Storage engine for minimimal databases.

Primary LanguageC


Storage engine for minimimal databases.

Licence: Public domain


We often found ourselves needing a datastore that has tunable durability, great write performance, great range scan performance and with great interface to our existing codebase.

Our usecase is timeseries events, which means insertion is constantly almost worst case for tree-based indexes. The closest solution we found was Cassandra, but it features a client heavy protocol to implement in librcd and it's runtime stability does not seem to be all that.

Tunable Durability

We use the "acid memory" implementation in librcd to get an interface that looks like mmap:ed files that have performant and known durability by two-phase commiting pages.

Memory allocator

This project features a minimal memory allocator that looks somewhat like dlalloc. However it only allocates blocks of form PAGE_SIZE *2^n, free requires knowledge of the allocation size because there is no allocation headers.

The almost B-skip-list

While SST:s is almost impossible to beat for range scan performance implementing them with performant insertion is very hard. Cassandras mem-tables and performance quirks are clear proof of that. Trees are horrible for ordered insert. So we took inspiration from "The B-Skip-List: A Simpler Uniquely Represented Alternative to B-Trees" by Daniel Golovin.


Our skip list has a predetermined height, all levels of lists except the lowest one are "index lists". "Higher" levels contain less keys than lower ones. The bottom layer is the data layer, this layer is the only one that has every key inserted. It also contains the value associated with the key.


A partition is a continuous block of memory. Partitions form doubly linked lists for all levels. The partitions are only a supportive structure to the nodes to make disk access efficient.


In an ordinary skip-list the nodes would more or less be the data structure. However because of the partitions form the dynamically linked structure our nodes don't have to point to each other. They are simply packed as tightly as possible in the available ranges in our partitions.

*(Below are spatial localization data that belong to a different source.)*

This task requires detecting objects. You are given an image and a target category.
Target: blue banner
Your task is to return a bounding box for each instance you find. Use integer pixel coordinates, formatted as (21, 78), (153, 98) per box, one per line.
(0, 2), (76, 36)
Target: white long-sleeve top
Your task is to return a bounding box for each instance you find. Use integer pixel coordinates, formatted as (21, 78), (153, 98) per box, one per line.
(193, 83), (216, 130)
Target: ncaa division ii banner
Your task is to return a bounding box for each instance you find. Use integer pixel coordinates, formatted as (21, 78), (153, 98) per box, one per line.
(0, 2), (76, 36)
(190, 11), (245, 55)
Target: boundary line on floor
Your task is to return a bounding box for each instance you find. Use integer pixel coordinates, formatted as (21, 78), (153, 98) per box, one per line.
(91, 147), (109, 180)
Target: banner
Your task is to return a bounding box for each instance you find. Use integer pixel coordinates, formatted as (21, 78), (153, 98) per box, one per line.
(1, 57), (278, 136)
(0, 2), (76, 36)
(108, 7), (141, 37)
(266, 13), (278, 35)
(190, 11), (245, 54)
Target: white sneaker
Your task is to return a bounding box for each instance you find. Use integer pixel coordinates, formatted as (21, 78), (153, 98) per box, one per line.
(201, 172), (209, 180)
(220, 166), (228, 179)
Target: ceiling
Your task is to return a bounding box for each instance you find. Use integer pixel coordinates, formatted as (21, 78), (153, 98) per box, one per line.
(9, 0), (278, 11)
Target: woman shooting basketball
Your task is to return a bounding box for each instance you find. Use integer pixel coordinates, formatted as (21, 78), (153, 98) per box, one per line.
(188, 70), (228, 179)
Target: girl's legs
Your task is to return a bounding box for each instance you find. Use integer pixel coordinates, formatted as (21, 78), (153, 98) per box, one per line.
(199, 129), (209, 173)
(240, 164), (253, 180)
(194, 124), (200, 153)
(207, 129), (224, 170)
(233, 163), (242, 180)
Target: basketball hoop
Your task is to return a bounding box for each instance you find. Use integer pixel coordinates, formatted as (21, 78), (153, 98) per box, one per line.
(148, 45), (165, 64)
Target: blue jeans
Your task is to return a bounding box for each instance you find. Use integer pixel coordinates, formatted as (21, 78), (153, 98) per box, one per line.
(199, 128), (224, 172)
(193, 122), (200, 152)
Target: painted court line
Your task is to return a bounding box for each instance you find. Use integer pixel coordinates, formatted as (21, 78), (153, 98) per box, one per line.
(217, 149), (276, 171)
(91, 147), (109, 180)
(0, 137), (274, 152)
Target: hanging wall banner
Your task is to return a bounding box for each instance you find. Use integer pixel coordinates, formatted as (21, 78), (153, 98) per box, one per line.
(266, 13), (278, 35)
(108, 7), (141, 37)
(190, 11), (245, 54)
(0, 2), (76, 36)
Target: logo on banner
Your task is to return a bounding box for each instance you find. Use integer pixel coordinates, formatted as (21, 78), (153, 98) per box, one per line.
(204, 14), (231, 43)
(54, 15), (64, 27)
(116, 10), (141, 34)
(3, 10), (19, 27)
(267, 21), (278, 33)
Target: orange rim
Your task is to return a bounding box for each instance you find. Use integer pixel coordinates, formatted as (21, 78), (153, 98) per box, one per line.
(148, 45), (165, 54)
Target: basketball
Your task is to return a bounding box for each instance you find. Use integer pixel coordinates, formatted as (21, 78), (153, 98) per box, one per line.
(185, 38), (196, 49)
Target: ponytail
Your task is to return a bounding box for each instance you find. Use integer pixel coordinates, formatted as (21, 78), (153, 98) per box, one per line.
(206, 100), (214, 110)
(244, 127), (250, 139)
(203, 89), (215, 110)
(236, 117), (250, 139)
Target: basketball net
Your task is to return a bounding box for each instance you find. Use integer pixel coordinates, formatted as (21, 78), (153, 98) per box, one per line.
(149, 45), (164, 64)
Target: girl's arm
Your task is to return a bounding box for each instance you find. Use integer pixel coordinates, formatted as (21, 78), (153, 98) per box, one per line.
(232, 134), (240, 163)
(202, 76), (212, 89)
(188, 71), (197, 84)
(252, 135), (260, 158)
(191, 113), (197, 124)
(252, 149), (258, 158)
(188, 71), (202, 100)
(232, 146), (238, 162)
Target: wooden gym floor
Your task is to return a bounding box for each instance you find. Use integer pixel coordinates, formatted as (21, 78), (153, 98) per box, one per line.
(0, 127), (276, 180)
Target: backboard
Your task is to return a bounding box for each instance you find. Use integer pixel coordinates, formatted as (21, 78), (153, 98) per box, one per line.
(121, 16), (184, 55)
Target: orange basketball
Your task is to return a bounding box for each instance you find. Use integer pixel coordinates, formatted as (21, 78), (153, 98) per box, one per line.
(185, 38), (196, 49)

In the index layer they look like this:

| uint64_t key_length | uint8_t[] key | partition* down |

And in the data layer: | uint64_t key_length | uint8_t[] key || uint64_t value_length | uint8_t[] value|


When inserting a node into the skip-list first we must roll a level, we do this exactly like D.Golovin suggests. At the insertion level we start searching for the correct partition to place our node. This is done by iterating over the partitions until the next pointer is zero or the key of the first node in the next partition is larger than the key of the node being inserted. This partition is referred to as the representative partition for this node. In the representative partition we first check if it has space for our new node, if it does we move all nodes with a larger key than the insert node up to make space for the new node, then we insert the node. If it does not have space we instead make space by creating a new partition of sufficient size and move all the nodes with a larger key there, leaving space at the bottom for the new node. If this was an index level the node contains a down pointer, to know what this pointer will be we have to recursively insert at the layer below until the data level is reached.

All levels below the insertion level must be split on insertion so that the key of the insertion node is the first node in its partition, this is same behavior as when a partition runs out of space.

If a partition is "split" because the node was bigger than the partition there would be an empty partition in front of the new large one which serves no purpose so they are de-allocated.


We define lookup as finding the representative partition for the node with the desired key, this means that it will always succeed as long as the skip-list has at least one partition.

Lookup works like in a B-skip-list.